There is no more potent a sign of China's flourishing love affair with the game than the world's biggest golf club, Mission Hills near Shenzhen, which has a record-breaking 180 holes. Advertising hoardings for the giant Mission Hills club are visible soon after you land at the airport in the booming city of Shenzhen, each billboard proudly trumpeting the club's 10 championship courses.
"Easily China could be the biggest world's largest golfing population," says Tenniel Chu, executive director of Mission Hills. "Even if just 3 per cent of the population play golf, that's nearly 40 million players, a huge golfing population already."
Chu is the son of the founder of Mission Hills, David Chu, a Hong Kong industrialist, who has been doing business in China since 1979. He started off in 1994 with a course designed by Jack Nicklaus. More than 10 years later, the Guinness Book of Records lists it as the largest golf club on the planet, replacing 107-year-old Pinehurst in North Carolina, which has eight courses.
The links were designed by the some of the biggest names in the game, such as Nick Faldo, José María Olazabal, Greg Norman, Ernie Els and Jumbo Ozaki.
Mission Hills has about 7,000 members and membership to play all 10 courses costs in the region of €90,000. There is a staff of 6,000, including 2,500 caddies, and on a busy day you can have up to 2,000 golfers playing.
"About 70 per cent of our members come from Hong Kong, another 20 per cent are from the mainland while the rest come from Korea, Japan, Singapore or Taiwan," Chu says.
Shenzhen, just across the border from Hong Kong, was one of the focal points of former president Deng Xiaoping's open door policy, which kick-started China's economic miracle in 1979. Mission Hills lies between Shenzhen and Dongguan in Guangdong province, home to 85 million of China's 1.3 billion people and a region which has driven China's runaway economic growth.
Chu realised his vision just in time.
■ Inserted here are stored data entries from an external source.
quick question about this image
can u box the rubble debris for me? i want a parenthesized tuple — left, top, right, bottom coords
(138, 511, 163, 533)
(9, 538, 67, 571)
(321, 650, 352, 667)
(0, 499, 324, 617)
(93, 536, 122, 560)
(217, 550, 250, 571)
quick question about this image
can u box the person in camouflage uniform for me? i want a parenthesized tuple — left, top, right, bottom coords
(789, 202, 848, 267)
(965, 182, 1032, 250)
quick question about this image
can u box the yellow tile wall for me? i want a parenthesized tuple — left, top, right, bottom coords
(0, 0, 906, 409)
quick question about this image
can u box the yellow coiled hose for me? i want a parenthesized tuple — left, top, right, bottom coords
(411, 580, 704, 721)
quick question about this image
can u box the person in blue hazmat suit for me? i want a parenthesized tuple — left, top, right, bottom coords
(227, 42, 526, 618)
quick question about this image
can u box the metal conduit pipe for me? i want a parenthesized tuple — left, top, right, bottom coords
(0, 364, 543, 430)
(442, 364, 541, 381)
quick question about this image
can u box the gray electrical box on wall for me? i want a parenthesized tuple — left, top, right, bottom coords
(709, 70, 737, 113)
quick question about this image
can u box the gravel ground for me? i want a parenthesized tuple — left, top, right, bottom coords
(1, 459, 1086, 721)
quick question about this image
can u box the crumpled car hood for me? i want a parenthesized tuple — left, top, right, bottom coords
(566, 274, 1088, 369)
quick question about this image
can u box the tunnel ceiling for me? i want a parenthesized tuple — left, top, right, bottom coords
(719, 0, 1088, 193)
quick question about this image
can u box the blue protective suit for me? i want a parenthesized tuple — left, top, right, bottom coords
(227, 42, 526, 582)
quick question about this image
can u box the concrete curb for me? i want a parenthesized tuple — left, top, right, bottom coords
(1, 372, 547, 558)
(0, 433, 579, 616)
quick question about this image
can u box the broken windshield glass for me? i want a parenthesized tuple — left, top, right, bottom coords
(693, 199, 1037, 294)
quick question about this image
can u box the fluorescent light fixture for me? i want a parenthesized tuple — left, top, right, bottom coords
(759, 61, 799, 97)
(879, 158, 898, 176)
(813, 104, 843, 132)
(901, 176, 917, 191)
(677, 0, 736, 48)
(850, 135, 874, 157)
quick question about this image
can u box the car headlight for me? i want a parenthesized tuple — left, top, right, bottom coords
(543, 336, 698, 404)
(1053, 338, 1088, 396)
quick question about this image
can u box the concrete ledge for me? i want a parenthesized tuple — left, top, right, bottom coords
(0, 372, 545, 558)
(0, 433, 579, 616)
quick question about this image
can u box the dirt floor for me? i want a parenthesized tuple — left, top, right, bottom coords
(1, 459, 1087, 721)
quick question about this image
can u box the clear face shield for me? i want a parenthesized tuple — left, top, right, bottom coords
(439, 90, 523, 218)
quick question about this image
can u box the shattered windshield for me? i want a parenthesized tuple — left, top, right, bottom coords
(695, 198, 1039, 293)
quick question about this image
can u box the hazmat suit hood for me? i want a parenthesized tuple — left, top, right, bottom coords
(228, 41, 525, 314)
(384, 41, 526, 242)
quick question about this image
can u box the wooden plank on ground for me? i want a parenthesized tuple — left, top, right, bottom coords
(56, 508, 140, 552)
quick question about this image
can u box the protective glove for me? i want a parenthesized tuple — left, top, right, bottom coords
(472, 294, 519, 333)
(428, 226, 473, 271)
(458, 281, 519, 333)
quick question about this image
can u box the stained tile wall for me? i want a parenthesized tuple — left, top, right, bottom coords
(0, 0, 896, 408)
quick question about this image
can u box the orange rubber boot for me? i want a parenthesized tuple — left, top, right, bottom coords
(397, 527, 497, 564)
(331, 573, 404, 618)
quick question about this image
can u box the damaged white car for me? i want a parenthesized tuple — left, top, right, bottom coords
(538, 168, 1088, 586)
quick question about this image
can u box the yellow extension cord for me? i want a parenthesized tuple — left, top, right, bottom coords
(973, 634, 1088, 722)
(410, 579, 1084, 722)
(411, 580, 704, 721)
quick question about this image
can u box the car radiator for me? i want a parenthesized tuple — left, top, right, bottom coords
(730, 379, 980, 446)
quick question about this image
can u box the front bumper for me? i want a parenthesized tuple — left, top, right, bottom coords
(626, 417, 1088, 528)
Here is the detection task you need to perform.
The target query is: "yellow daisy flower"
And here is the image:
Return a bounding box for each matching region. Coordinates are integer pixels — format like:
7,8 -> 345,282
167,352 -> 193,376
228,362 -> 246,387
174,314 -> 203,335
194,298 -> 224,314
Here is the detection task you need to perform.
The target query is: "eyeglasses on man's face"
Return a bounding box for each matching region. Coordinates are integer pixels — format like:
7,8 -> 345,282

Last year the central government in Beijing called a temporary halt to any new golf course developments in China to try and stop unscrupulous officials earmarking agricultural land for development as golf courses, then building houses on the land instead. "The restriction on construction has good and bad elements for us," he says. "Obviously it means people will come here, but we want the game to grow.
The fairways are open for up to 20 hours a day, with night golf facilities available; some members claim to have done 54 holes in a day.
"I really enjoy it, I've been a member for three years," says Kevin Leung, a bag manufacturer from Hong Kong. "It's the biggest club in Guangdong, indeed the world. There are more and more Chinese players coming in. The etiquette of the mainland players is not that high but it's getting better, they seem to understand the regulations better as time goes on."
The club has a three-storey pro-shop, a golfing academy, a five-star hotel, a barrage of tennis courts and a spa. It was the venue for the 1995 World Cup and Tiger Woods played Mission Hill in 2001, the only time he has played in China.
There are now a few notable Chinese golfers around, such as Zhang Lianwei, who became the first Chinese player to compete at the Masters. Universities in China are offering a golf programme and a wave of junior golfers is expected.
"You'll see a top Chinese golfer in five years, if not less," Chu says. "There are top Chinese juniors coming up and you will see more prominent Asian and Chinese players on the tour. And retired government officials are starting to play the game."
On the driving range, Jimmy Ho from Hong Kong is having a lesson with one of the Mission Hills professionals. He says his friends influenced him in his decision to joining the club.
"They were always telling me how good it is," he says, "but study is important, so I come here for lessons. Since I've started coming I've improved very quickly. I manage to play about once a week. But I'm not here for business, I'm here for fun."